Palantir, Profit, and a Gut Check
Over ten years ago, I overheard a hallway conversation about a company called Palantir. At the time, it wasn’t widely known—just something the sharpest grads from Stanford and MIT were apparently choosing over Google or Facebook.
I looked them up.
They described themselves as a company defending Western values with what felt like common sense tech and analysts. Those ideas hit something in me. I’m not talking about slogans or flag-waving. I mean the kind of basic dignity that says a gay man shouldn’t be thrown off a rooftop because of who he is. In case you forgot, ISIS was doing that shit then. That kind of moral line.
So I bought a few shares. Not a big position, just enough to track. I figured if the mission was real—if they were building tools to help keep people safe while upholding democratic values—it was worth watching.
Recently, I sold some of those shares. The investment worked out fabulously. I still hold a few shares because I think they might metastasize/grow like NVDA.
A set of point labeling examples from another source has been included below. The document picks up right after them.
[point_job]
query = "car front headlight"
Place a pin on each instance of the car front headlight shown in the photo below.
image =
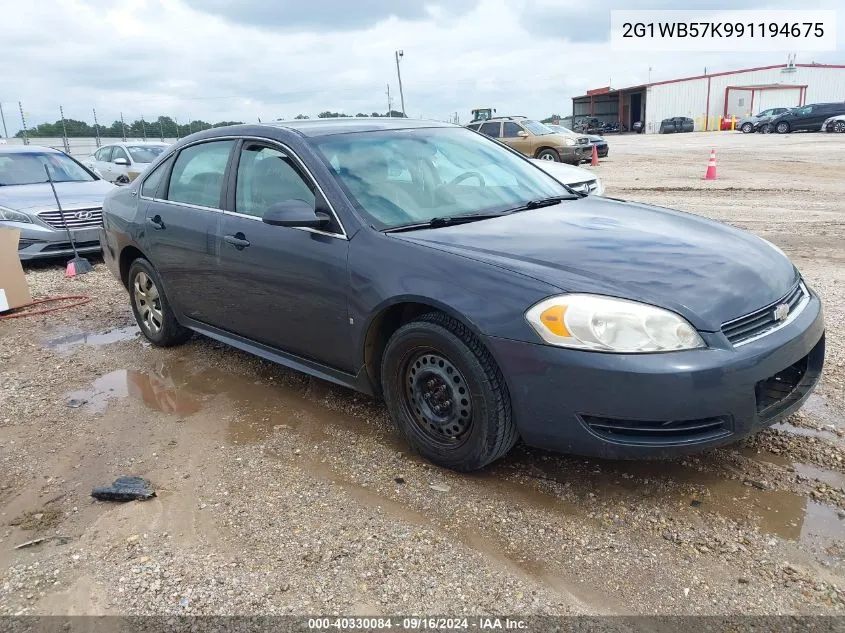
(7, 215)
(606, 324)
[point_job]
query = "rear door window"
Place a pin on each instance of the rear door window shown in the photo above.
(197, 176)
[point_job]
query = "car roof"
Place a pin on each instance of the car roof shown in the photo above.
(29, 149)
(349, 125)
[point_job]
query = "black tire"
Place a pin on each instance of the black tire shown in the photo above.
(548, 154)
(477, 428)
(153, 313)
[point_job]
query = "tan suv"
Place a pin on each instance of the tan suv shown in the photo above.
(535, 140)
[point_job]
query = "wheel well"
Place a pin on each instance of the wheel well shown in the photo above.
(382, 328)
(127, 256)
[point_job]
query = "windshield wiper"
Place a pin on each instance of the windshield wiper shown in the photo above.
(448, 220)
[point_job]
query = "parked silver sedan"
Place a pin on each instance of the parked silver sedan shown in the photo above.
(121, 163)
(27, 202)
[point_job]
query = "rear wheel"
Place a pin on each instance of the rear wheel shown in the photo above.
(446, 394)
(151, 308)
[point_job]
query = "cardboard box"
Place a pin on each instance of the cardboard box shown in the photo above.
(14, 291)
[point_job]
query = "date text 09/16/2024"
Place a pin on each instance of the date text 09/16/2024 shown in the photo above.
(416, 623)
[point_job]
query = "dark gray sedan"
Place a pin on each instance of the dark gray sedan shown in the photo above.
(480, 297)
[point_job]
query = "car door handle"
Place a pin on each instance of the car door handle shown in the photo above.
(157, 222)
(238, 240)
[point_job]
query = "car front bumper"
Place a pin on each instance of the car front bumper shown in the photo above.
(38, 242)
(624, 406)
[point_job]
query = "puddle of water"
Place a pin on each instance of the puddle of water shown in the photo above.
(258, 407)
(818, 407)
(153, 390)
(95, 339)
(829, 477)
(803, 431)
(765, 457)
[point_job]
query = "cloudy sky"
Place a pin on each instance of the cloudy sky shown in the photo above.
(244, 59)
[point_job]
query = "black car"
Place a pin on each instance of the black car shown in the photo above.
(808, 118)
(676, 124)
(481, 298)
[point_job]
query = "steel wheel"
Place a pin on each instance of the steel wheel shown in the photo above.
(436, 398)
(148, 303)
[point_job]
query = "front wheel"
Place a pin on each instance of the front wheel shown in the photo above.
(446, 394)
(151, 309)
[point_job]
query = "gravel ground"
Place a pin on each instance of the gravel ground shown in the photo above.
(280, 494)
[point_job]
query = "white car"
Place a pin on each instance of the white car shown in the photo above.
(121, 163)
(577, 178)
(834, 124)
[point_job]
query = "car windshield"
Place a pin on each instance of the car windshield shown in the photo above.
(406, 177)
(27, 168)
(536, 128)
(145, 153)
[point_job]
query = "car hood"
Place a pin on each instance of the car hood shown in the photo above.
(706, 271)
(39, 197)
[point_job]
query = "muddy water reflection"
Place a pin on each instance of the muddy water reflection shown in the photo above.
(67, 342)
(254, 408)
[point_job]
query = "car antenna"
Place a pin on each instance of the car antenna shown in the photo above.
(78, 265)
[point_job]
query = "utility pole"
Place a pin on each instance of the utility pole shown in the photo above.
(23, 123)
(400, 54)
(96, 127)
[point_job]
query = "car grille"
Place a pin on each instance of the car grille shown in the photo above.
(588, 186)
(655, 433)
(76, 218)
(763, 321)
(781, 390)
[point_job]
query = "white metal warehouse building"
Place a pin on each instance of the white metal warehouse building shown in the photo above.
(705, 98)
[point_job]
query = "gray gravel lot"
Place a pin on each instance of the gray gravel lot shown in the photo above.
(279, 494)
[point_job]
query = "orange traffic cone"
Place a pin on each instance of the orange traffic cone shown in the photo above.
(711, 166)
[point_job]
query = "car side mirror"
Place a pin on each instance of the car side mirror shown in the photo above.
(295, 213)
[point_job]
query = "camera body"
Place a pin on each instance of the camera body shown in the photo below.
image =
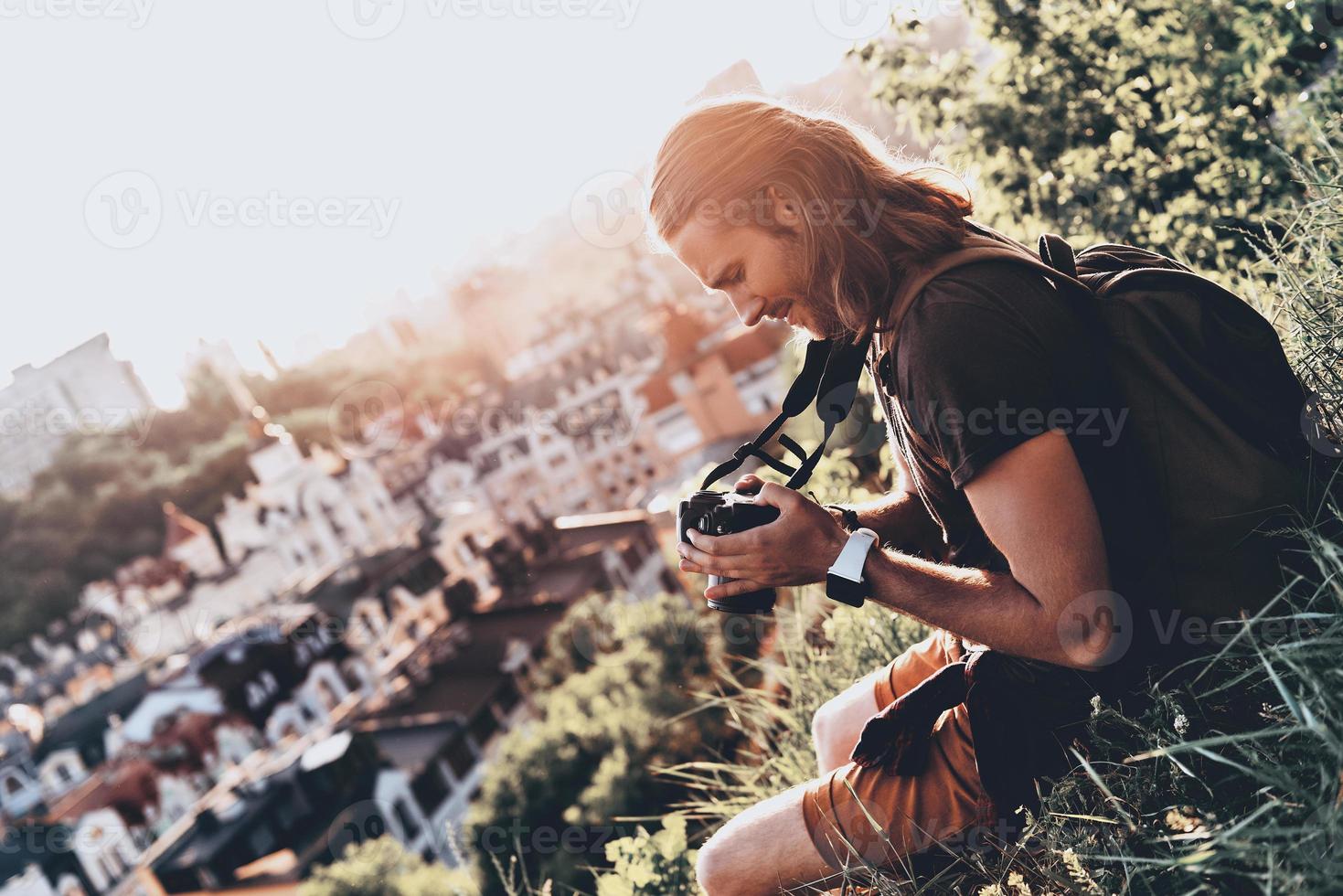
(724, 513)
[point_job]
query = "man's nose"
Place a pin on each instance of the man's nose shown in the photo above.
(750, 308)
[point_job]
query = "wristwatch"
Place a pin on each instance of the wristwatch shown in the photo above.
(844, 579)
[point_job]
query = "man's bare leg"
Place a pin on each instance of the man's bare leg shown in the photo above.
(837, 724)
(763, 850)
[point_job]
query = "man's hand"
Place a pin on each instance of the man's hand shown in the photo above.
(796, 549)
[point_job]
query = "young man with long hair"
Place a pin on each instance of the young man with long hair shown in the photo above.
(1017, 528)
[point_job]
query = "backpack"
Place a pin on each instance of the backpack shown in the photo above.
(1214, 410)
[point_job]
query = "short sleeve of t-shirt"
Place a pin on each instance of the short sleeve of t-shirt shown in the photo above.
(982, 363)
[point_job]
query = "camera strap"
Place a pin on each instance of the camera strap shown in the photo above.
(829, 377)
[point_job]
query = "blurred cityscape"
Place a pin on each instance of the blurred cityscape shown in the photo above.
(334, 650)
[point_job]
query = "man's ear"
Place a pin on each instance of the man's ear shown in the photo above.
(784, 209)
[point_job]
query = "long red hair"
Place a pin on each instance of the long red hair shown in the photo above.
(730, 149)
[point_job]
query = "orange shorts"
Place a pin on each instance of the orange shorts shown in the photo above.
(872, 816)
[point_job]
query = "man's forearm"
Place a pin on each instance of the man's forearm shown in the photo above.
(987, 607)
(901, 518)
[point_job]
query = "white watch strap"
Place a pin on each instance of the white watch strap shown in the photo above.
(855, 554)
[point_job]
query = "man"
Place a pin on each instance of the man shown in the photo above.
(1019, 532)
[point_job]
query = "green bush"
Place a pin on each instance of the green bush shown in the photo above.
(1139, 121)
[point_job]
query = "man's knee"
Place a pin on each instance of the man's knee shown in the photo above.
(715, 868)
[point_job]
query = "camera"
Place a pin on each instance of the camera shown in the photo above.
(724, 513)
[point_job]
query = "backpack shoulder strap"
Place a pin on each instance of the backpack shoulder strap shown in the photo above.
(975, 249)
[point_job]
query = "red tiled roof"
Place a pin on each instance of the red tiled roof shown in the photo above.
(180, 527)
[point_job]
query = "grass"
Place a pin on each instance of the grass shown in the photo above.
(1229, 774)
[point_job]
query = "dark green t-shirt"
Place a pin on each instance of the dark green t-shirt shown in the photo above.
(988, 357)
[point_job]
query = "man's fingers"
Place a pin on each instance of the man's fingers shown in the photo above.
(725, 546)
(779, 496)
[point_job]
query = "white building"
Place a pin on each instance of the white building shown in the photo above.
(86, 389)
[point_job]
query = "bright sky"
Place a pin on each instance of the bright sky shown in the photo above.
(467, 120)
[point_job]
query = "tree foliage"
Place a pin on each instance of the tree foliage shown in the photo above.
(383, 868)
(564, 786)
(1140, 121)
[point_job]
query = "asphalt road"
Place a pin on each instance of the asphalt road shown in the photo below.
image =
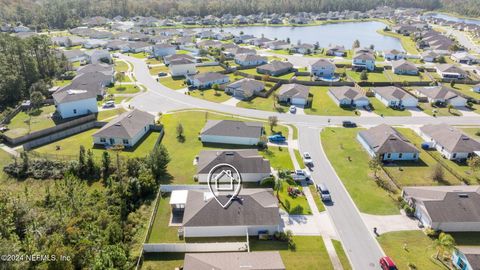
(360, 246)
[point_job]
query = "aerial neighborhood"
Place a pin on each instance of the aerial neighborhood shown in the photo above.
(308, 139)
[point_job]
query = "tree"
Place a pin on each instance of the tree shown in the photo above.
(272, 122)
(36, 98)
(375, 165)
(364, 75)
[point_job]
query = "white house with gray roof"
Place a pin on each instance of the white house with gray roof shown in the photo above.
(249, 163)
(452, 143)
(348, 96)
(446, 208)
(232, 132)
(392, 96)
(387, 144)
(127, 129)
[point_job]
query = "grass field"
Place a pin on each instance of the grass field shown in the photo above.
(419, 249)
(341, 143)
(322, 104)
(39, 119)
(174, 83)
(310, 252)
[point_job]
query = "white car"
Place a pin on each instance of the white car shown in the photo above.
(299, 175)
(307, 159)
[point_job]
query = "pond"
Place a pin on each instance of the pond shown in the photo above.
(453, 18)
(328, 34)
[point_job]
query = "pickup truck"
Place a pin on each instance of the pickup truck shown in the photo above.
(299, 175)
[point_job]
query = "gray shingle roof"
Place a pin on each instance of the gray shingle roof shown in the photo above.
(264, 260)
(245, 161)
(385, 139)
(126, 126)
(233, 128)
(252, 207)
(451, 138)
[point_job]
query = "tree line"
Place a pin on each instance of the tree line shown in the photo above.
(68, 13)
(97, 228)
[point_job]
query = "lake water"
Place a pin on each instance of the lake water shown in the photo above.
(328, 34)
(454, 19)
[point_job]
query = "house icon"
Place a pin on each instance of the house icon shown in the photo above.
(224, 181)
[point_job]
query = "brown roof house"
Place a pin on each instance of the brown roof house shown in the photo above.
(262, 260)
(295, 94)
(452, 143)
(249, 163)
(232, 132)
(127, 129)
(387, 144)
(253, 210)
(446, 208)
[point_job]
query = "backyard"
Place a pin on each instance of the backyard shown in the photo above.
(39, 119)
(340, 144)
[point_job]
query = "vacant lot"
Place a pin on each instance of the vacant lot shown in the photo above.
(341, 143)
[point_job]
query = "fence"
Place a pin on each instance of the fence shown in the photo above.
(50, 131)
(196, 247)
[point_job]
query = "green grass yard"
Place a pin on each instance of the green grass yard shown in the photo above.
(419, 251)
(39, 119)
(341, 143)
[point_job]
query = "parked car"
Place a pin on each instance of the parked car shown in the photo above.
(109, 104)
(387, 264)
(299, 175)
(324, 192)
(307, 159)
(348, 124)
(278, 138)
(293, 109)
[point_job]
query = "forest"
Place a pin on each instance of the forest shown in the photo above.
(68, 13)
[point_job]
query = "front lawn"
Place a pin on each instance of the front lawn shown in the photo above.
(322, 104)
(174, 83)
(341, 143)
(39, 119)
(419, 249)
(380, 109)
(419, 173)
(309, 252)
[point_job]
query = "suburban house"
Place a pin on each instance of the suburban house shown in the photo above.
(393, 55)
(348, 96)
(182, 67)
(387, 144)
(336, 51)
(245, 88)
(72, 103)
(464, 58)
(403, 67)
(249, 163)
(250, 60)
(161, 50)
(295, 94)
(363, 61)
(258, 260)
(446, 208)
(441, 95)
(395, 97)
(452, 143)
(254, 211)
(449, 71)
(127, 129)
(466, 257)
(232, 132)
(207, 79)
(275, 68)
(322, 68)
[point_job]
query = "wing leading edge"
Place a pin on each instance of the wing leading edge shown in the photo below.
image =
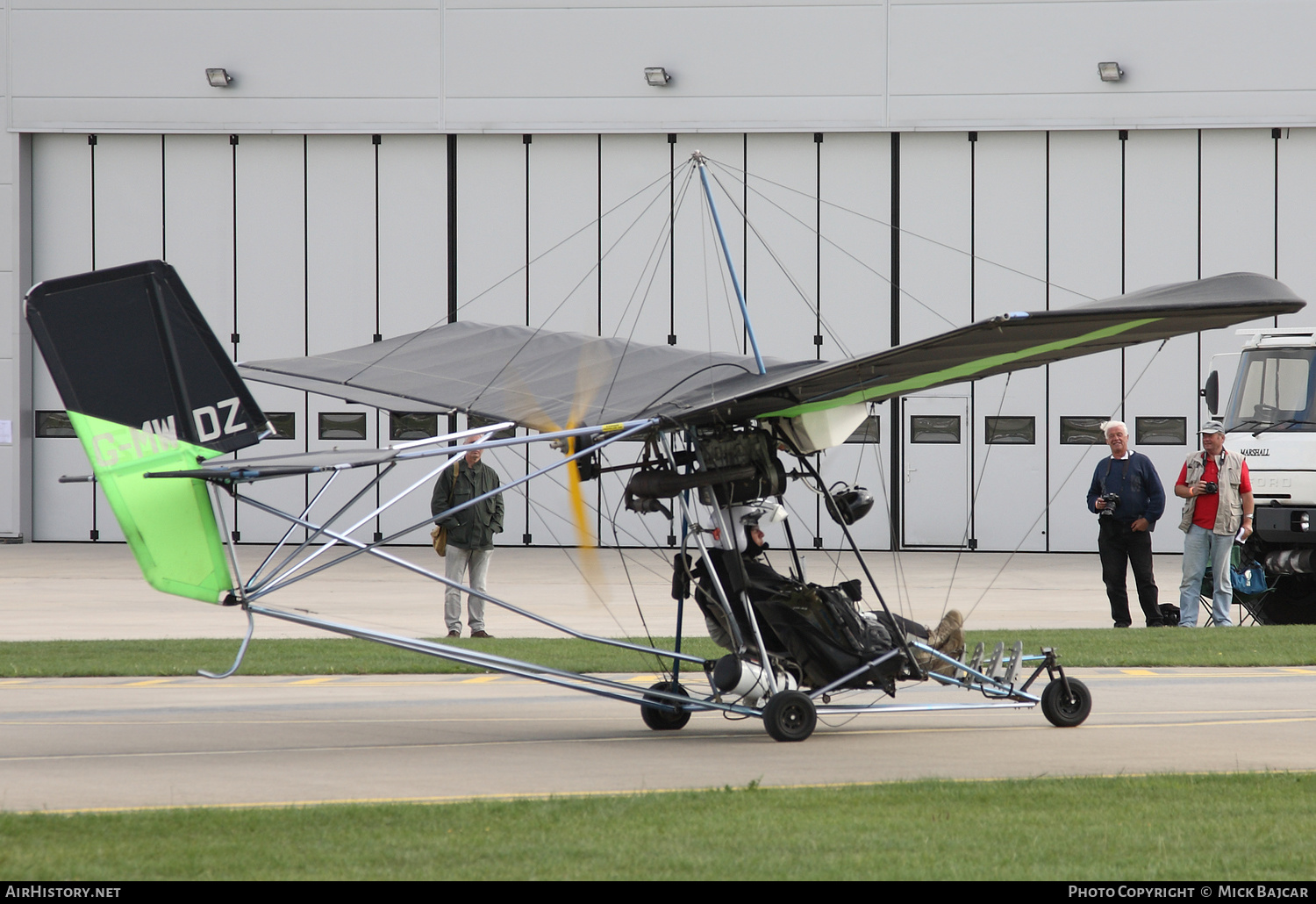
(539, 378)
But does it hold up morally?
If I apply the Harris common sense test—the one that asks whether something is honest, fair, non-extractive, and respects human dignity—it mostly checks out:
I made a values-informed decision.
I didn’t pump, dump, or exploit.
I stayed curious and skeptical along the way.
But here’s where it gets murky.
Palantir has government contracts that make a lot of people uneasy—ICE, law enforcement, border control, international surveillance. Drones killing people, kill rates are the new KPI etc. Are they still defending democratic values? Or just giving powerful tools to the highest bidder?
That’s not a rhetorical question. It’s a real one. Because investing isn’t just about upside. It’s about what you enable. And who ends up carrying the cost.